Die Rundfahrt setzte das Wechselspiel aus Fassaden und Bäumen fort. Ein historisches Gebäude mit gotischen Fenstern stand ruhig zwischen alten Bäumen und geparkten Autos. Eine breitere Stadtstraße ordnete Grünflächen, Radweg, Parkstreifen und Verkehrsinsel beinahe mustergültig, während im Hintergrund erneut ein markantes historisches Gebäude erschien. Beim klassischen Theater mit seinen zwei Türmen und dem prächtigen Fassadenornament nahmen große Bäume einen Teil der Sicht ein. Barcelona zeigte seine Architektur nicht wie in einem Katalog, sondern portionsweise zwischen Ästen, Straßen und Bewegung.
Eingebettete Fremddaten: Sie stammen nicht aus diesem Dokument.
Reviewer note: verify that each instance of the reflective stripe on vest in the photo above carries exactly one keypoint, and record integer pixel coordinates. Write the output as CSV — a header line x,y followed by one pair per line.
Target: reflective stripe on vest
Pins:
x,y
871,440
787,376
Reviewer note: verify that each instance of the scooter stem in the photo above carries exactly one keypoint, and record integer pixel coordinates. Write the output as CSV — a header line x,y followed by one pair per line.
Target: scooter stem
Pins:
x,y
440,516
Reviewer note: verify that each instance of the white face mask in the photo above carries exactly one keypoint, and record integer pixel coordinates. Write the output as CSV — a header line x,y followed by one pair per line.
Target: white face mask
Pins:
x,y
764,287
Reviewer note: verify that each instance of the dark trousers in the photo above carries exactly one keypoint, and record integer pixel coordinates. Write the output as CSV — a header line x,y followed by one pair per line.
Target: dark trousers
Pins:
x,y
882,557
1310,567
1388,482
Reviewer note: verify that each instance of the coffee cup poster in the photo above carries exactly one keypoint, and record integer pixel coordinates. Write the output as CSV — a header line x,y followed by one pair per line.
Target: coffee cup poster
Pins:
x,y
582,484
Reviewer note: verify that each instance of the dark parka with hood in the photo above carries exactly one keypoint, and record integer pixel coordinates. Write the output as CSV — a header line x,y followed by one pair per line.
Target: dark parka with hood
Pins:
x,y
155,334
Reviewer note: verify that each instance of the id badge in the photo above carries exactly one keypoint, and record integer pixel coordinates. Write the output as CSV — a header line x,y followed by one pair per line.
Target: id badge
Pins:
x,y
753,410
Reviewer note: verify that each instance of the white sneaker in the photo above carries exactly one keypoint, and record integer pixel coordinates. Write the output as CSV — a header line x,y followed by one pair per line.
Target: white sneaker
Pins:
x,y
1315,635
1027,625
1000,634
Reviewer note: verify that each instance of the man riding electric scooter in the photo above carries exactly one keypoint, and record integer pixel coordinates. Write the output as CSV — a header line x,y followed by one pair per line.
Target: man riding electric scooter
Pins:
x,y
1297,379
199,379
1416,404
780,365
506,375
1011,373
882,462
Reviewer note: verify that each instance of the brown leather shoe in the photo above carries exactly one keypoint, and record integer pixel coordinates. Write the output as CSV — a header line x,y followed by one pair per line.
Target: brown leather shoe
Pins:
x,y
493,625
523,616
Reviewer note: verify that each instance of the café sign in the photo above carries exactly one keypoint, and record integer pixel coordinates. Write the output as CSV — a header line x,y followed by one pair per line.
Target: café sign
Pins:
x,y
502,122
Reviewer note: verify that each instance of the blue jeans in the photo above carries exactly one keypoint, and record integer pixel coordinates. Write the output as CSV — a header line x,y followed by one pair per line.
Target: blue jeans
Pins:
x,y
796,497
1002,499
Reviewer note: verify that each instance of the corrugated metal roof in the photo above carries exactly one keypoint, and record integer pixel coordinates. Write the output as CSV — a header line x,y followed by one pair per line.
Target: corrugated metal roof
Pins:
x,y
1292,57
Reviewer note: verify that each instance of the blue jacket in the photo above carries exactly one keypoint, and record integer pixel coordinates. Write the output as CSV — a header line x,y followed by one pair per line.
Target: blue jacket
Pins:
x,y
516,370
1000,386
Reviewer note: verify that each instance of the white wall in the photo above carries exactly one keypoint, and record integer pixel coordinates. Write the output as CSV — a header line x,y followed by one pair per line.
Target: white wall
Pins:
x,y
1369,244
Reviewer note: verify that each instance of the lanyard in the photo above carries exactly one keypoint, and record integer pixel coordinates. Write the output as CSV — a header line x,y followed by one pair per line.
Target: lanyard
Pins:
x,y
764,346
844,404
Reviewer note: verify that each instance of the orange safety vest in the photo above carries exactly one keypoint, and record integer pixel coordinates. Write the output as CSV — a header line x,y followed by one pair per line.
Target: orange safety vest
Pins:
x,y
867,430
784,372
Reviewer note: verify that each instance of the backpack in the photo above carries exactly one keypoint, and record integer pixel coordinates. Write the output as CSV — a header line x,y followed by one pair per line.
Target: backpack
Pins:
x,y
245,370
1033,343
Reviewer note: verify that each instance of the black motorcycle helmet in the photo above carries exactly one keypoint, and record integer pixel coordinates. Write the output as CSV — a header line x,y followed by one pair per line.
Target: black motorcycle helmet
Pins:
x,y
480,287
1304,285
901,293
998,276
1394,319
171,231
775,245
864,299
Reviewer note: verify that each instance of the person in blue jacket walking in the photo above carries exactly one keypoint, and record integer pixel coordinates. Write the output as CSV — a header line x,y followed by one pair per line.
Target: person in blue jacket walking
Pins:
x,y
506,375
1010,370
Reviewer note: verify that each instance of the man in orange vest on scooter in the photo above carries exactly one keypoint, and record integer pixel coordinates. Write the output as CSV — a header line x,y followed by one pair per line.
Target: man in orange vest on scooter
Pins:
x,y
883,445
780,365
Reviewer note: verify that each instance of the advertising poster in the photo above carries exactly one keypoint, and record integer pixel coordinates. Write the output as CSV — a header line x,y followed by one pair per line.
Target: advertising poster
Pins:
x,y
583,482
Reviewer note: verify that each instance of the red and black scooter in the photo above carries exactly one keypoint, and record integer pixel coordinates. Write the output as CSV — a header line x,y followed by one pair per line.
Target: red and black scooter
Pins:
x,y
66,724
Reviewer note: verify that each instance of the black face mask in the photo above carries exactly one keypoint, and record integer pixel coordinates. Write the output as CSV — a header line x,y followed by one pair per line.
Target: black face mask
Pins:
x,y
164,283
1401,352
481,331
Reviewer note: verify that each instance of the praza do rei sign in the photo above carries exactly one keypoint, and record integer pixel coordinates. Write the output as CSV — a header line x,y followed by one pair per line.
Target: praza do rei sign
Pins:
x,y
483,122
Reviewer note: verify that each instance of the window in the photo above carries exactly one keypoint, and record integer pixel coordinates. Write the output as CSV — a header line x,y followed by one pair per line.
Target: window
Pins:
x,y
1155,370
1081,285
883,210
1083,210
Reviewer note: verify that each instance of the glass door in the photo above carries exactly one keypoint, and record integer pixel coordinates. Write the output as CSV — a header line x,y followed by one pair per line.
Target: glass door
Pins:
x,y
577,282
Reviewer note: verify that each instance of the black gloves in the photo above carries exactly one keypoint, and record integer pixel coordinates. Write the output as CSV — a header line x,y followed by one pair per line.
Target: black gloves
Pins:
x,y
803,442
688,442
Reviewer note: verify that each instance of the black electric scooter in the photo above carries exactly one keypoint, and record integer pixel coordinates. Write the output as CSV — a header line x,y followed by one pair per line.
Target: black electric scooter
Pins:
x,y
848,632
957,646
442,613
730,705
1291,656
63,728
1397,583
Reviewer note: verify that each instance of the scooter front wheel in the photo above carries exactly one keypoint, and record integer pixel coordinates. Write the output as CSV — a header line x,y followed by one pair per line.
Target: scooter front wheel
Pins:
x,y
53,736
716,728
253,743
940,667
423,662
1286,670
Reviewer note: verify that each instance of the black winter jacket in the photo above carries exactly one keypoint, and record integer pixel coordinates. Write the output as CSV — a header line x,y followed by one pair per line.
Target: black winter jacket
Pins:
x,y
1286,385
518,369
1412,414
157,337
Dann tauchte das rote Auto erneut auf, diesmal als frontal gemalter Mini-Cooper mit dem Kennzeichen „BEROK“ auf einer Wand. Von dieser urbanen Kunst führte die Bildfolge zurück zur Sagrada Família, nun mit sichtbaren Kränen und deutlichen Baustellenspuren. Ein weiterer Blick fing das Bauwerk als Spiegelung im klaren Wasser eines Teiches ein, umgeben von Bäumen und gepflegten Pflanzen. Schließlich ragten die Türme wieder direkt in den blauen Himmel. Selbst die Spiegelung konnte nicht darüber hinwegtäuschen, dass hier weiterhin gebaut wurde – eine bemerkenswert dauerhafte Form städtischer Zuversicht.

Am Arc de Triomf sammelte sich die Stadt noch einmal sichtbar um ein einzelnes Bauwerk. Unter klarem Himmel gingen zahlreiche Menschen über die breite Straße und zwischen den Lampenpfosten und Bäumen hindurch. Der Triumphbogen stand im Mittelpunkt, doch die Passanten machten aus dem Monument wieder einen benutzten Ort. Carlexander beobachtete die Menge mit kontrollierter Distanz. Briemma bewegte sich ruhig weiter. „Alle wollen dasselbe Foto“, stellte er fest. „Dann solltest du dich beeilen, bevor es knapp wird.“

Auf der nächsten Straße übernahmen Motorräder und Autos wieder die Bewegung, während ein historisches Gebäude hinter den Bäumen den architektonischen Hintergrund stellte. Danach erschien auf einem gepflasterten Platz eine moderne, röhrenförmige Struktur zwischen Bäumen und weiteren Gebäuden. Nach Türmen, Bögen, Skulpturen und Fassaden wirkte die Röhre beinahe sachlich, obwohl auch sie deutlich fotografiert werden wollte. Barcelona blieb damit konsequent: Selbst das Moderne bekam genug Raum, um neben dem Historischen nicht wie eine nachträgliche Fußnote auszusehen.

Am Ende dieses Abschnitts war die Stadt keineswegs erklärt, aber brauchbar umrundet. Die Plaça d’Espanya hatte den Auftakt mit Verkehr, Passanten und großer Geste geliefert; danach folgten Brunnen, Fassaden, Wandbilder, Baustellen, Parks und immer neue Perspektiven auf bekannte Bauwerke. Carlexander hätte das Material gern geordnet, gewichtet und vermutlich farblich markiert. Briemma setzte ihren Gehstock auf das Pflaster und ersparte ihm die Mühe. Barcelona funktionierte auch ohne abschließende Systematik – vermutlich sogar besser.